The government has not made a specific assessment regarding insurance for individuals with sickle cell disease. However, the government recognises the important role of insurance products in building the financial resilience of consumers and protecting them when things go wrong. The government’s Financial Inclusion Strategy seeks to close gaps in protection and ensure that the insurance sector is well-placed to support the financial wellbeing of households and vulnerable customers.

The Equality Act 2010 generally prohibits discrimination based on certain personal characteristics. However, the law accepts that some exceptions, relating to age and disability, apply for insurance. The Act stipulates an insurance provider cannot refuse to cover potential consumers or charge more for insurance as a result of these characteristics, unless they base their risk assessment on relevant information from a reliable source and (in the case of the disability exception) it is reasonable for the insurer to refuse cover or charge more.
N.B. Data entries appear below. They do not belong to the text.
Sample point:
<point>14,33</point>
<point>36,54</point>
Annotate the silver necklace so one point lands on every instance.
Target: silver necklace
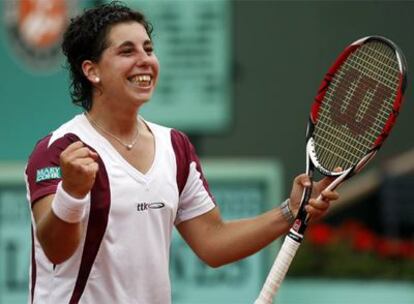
<point>127,146</point>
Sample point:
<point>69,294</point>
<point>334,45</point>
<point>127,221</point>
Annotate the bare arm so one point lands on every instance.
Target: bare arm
<point>59,239</point>
<point>218,242</point>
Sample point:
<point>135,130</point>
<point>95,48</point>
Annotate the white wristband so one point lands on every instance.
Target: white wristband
<point>68,208</point>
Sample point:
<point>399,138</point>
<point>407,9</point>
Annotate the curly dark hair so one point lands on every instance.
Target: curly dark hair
<point>86,39</point>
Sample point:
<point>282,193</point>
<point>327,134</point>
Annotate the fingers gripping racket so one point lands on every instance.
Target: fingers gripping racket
<point>353,113</point>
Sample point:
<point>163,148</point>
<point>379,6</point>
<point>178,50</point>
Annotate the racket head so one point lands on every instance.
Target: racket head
<point>356,106</point>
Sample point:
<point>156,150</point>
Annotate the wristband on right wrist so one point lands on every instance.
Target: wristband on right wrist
<point>67,207</point>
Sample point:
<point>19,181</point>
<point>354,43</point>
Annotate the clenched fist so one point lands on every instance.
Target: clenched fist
<point>79,167</point>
However, the Financial Conduct Authority, as the independent regulator, requires firms to ensure their products offer fair value. The FCA has been clear that it will be monitoring firms, and, where necessary, it will take action.

Since 2021, the FCA has required firms providing travel insurance to signpost consumers with pre-existing medical conditions to a directory of specialist providers if they are declined cover, offered cover with an exclusion, or charged a significantly higher premium based on a pre-existing medical condition.